Showing posts with label Daniel Craig. Show all posts
Showing posts with label Daniel Craig. Show all posts

Thursday, April 22, 2010

Portishead - Portishead

MINE

Oooh ... Portishead ... long afternoons with nothing to do but read.  Early mornings after loud nights out with intense chat and soul-searching the order of the day. Dummy was the soundtrack to some seriously good nights in and Portishead only more so.  That sound, that deep, trippy, grungy sound with Beth Gibbons' vocals trailing above like an angel with a serious migraine (YourZ sez: couldn't have said it better myself).  You know what I mean, she's sounding beautiful but only a short way away from turning on you and ripping your eyes out.

Why has it been so long since this got a spin on the CD player?  Because if pushed I'd probably automatically put on Dummy when reaching for one of their albums.  And I'd seriously forgotten how good, and how James Bond-y, All Mine is.  The creators of the new Bond franchise would do well to look at it for a future soundtrack.  Preferably one involving closeups of Daniel Craig's near-nude body.  Actually I've made a little collection of cool Bond-y type tunes.  The Propellerheads' On Her Majesty's Secret Service and OST's The Spy Who Dubbed Me also inclusion.  You listening, Sam Mendes?  Oh sorry, you don't even know if you're going to get to do this movie.  Here's hoping MGM gets its act together somehow.

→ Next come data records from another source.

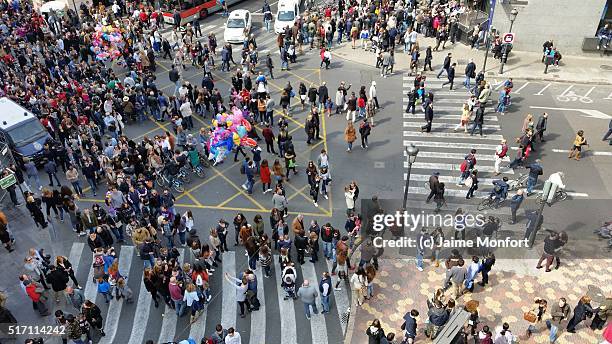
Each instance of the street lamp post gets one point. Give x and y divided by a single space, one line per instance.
513 15
411 151
487 44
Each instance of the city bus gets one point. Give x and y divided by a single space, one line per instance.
191 9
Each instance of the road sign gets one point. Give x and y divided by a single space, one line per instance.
8 181
508 37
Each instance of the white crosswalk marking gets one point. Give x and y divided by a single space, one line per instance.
144 314
427 86
141 316
168 328
444 149
455 118
258 318
413 205
112 322
455 135
455 145
456 156
228 312
449 101
485 182
286 309
436 126
318 325
435 166
341 297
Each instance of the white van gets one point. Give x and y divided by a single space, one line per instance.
22 131
287 13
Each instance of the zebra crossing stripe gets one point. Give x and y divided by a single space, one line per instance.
114 309
450 101
452 207
455 145
447 192
266 41
318 324
446 117
258 318
286 309
456 156
427 86
436 166
478 194
76 251
489 137
456 93
450 179
228 311
448 125
170 319
141 315
341 298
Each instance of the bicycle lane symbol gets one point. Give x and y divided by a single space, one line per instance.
571 96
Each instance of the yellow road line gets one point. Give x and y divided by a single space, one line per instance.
324 128
241 190
298 192
229 199
208 180
212 207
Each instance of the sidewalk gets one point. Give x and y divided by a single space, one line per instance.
399 287
521 65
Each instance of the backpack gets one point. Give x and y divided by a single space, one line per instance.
98 261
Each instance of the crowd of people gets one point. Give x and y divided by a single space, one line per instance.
49 67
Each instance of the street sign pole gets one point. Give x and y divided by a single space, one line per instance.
488 36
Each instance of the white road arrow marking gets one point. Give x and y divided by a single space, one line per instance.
586 112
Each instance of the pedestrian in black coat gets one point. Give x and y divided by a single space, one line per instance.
94 316
541 127
582 311
428 118
33 205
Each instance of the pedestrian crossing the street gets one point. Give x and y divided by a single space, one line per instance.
445 147
140 321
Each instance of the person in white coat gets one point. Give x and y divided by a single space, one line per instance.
557 184
373 94
349 196
232 337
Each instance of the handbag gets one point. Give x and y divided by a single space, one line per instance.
530 317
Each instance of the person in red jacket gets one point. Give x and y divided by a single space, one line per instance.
264 174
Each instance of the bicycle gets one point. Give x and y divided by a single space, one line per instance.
489 203
519 182
560 195
175 182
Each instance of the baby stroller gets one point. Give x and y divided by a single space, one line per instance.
288 282
605 232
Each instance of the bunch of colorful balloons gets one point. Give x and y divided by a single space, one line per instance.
107 42
230 129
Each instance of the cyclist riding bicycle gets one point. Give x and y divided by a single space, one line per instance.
194 157
171 169
500 190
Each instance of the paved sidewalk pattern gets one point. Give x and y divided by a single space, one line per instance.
399 287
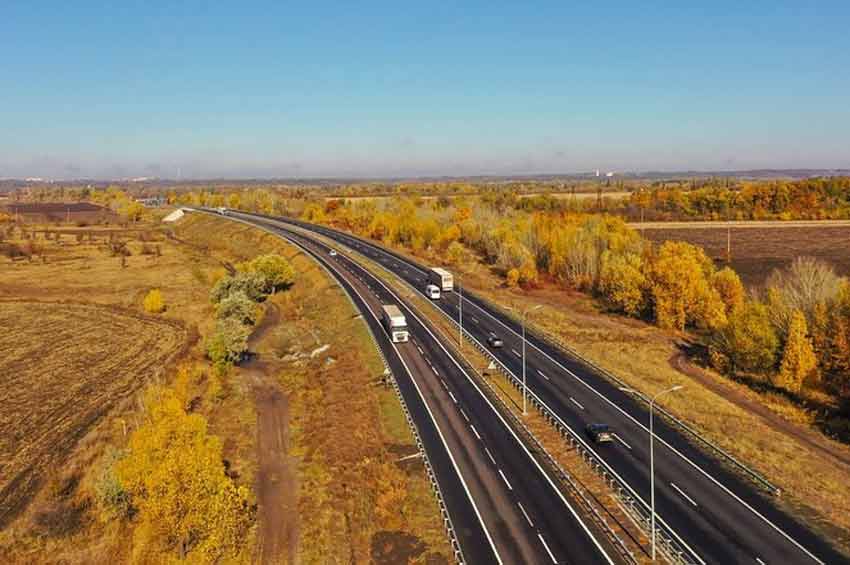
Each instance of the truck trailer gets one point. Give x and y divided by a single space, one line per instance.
394 323
442 278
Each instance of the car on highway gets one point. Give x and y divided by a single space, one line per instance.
600 433
494 341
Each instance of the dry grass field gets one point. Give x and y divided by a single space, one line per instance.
759 248
345 432
64 366
645 357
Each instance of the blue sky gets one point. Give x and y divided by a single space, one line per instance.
307 89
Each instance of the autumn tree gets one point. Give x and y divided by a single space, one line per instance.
747 343
176 481
728 285
274 272
679 276
622 283
798 357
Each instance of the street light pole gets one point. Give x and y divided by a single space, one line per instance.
459 315
524 386
652 457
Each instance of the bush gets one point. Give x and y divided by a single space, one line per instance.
238 306
229 342
154 303
249 284
274 272
176 480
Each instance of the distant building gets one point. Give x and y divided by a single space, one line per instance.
152 202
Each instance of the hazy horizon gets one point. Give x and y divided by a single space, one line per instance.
338 91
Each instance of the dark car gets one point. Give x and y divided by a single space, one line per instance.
600 433
494 341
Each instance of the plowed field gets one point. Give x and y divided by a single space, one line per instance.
62 367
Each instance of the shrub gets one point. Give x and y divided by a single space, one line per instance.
229 342
274 272
154 303
748 342
248 283
238 306
174 474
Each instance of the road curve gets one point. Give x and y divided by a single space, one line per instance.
717 515
504 506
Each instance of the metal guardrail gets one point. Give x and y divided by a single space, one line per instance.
571 484
555 342
438 493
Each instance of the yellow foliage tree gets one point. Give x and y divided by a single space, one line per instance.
622 282
798 357
174 475
154 303
727 283
679 282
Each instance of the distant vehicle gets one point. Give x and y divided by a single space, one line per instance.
442 278
600 433
395 323
494 341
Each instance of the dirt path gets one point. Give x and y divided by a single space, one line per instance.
810 438
276 495
278 530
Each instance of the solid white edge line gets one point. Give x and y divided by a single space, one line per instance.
427 408
524 513
549 551
621 440
688 498
505 424
504 478
663 442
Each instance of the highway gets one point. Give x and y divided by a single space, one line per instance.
715 515
503 504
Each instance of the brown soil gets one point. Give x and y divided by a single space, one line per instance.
275 483
757 250
814 440
64 366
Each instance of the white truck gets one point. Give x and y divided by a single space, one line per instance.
442 278
394 323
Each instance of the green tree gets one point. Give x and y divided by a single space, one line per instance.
798 357
748 342
238 306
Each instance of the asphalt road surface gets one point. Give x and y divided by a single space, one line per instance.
716 515
503 504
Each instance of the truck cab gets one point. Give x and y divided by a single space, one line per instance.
394 323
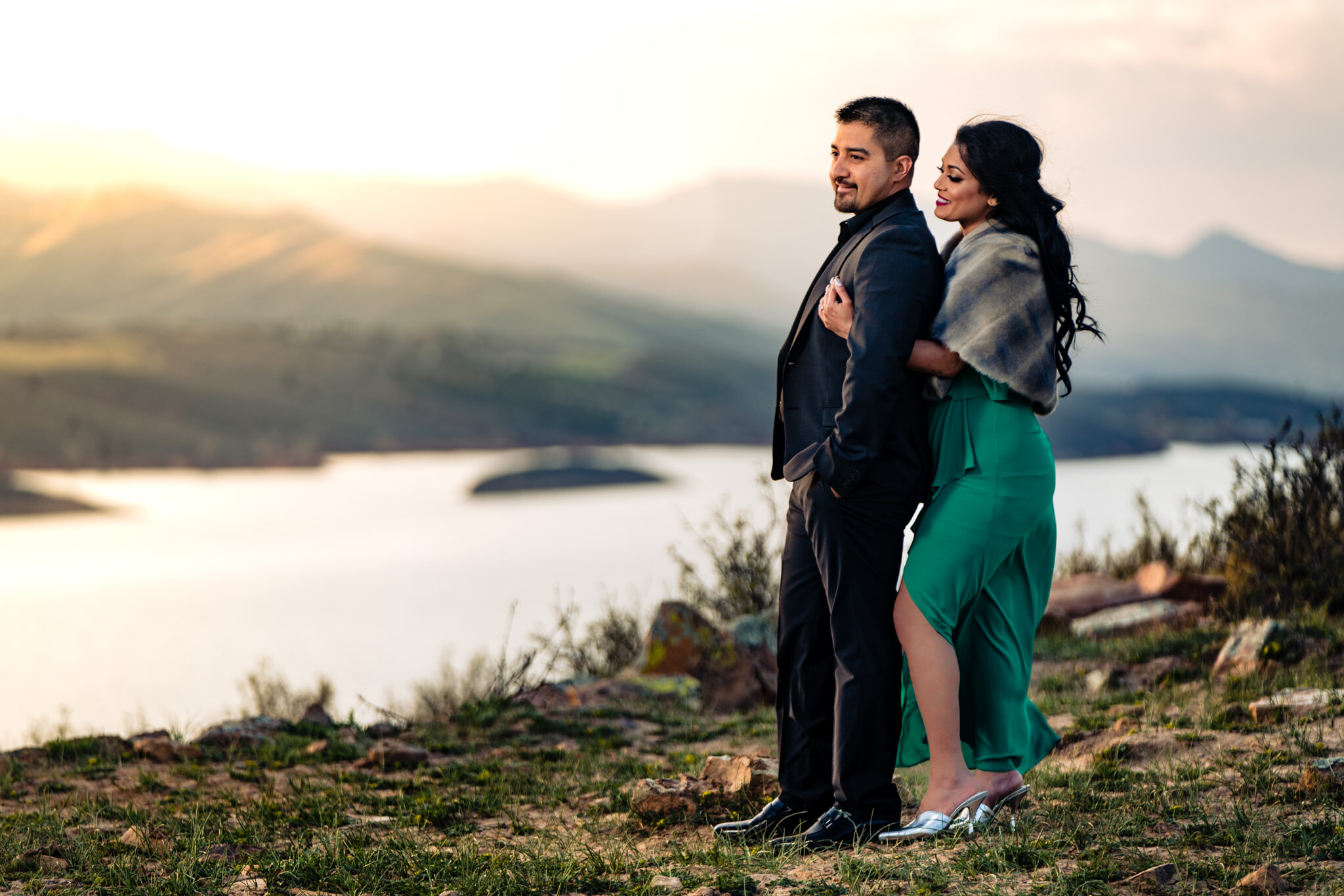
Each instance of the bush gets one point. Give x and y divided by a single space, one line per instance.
1154 543
268 693
1281 539
746 563
609 645
1278 540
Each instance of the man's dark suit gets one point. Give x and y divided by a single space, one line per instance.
850 418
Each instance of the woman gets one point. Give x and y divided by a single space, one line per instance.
978 573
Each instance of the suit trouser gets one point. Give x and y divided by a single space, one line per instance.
839 699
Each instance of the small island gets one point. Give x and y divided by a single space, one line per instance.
15 501
565 469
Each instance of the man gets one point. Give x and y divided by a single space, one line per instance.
851 434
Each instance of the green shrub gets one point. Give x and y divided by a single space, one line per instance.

But I digress.  Daniel Craig will do that to a girl.  Um, so this album is truly gorgeous, worthy of being in anyone's collection, and why don't we have Third?  Hmmmmm????

VERDICT:TURN IT UP


YOURZ

Portishead evoke such a mood with their music, it often reminds me of movies not yet made; sad, slow and beautiful stories of lost lovers, ghosts of better days and loss of innocence.  Their spare arrangements and use of repetitious rhythms and scratches literally defined trip hop.

After the release of Dummy and the attention it brought them, they retreated, regrouped and came back three years later with this genre-breaking self-titled second album.  It's a darkly-dressed production, rife with eerie theramins and spooky sounds that could very well have made listeners uncomfortable if it wasn't for the inherent beauty of Beth Gibbons' vocals.

It's been quite some time since I listened to Portishead and, like Mine, I found myself wondering why I hadn't heard this for so long.  It is the sort of 'coming-down' music I enjoy so much.  For that reason alone, I'm going to call it my first Forgotten Gem for April.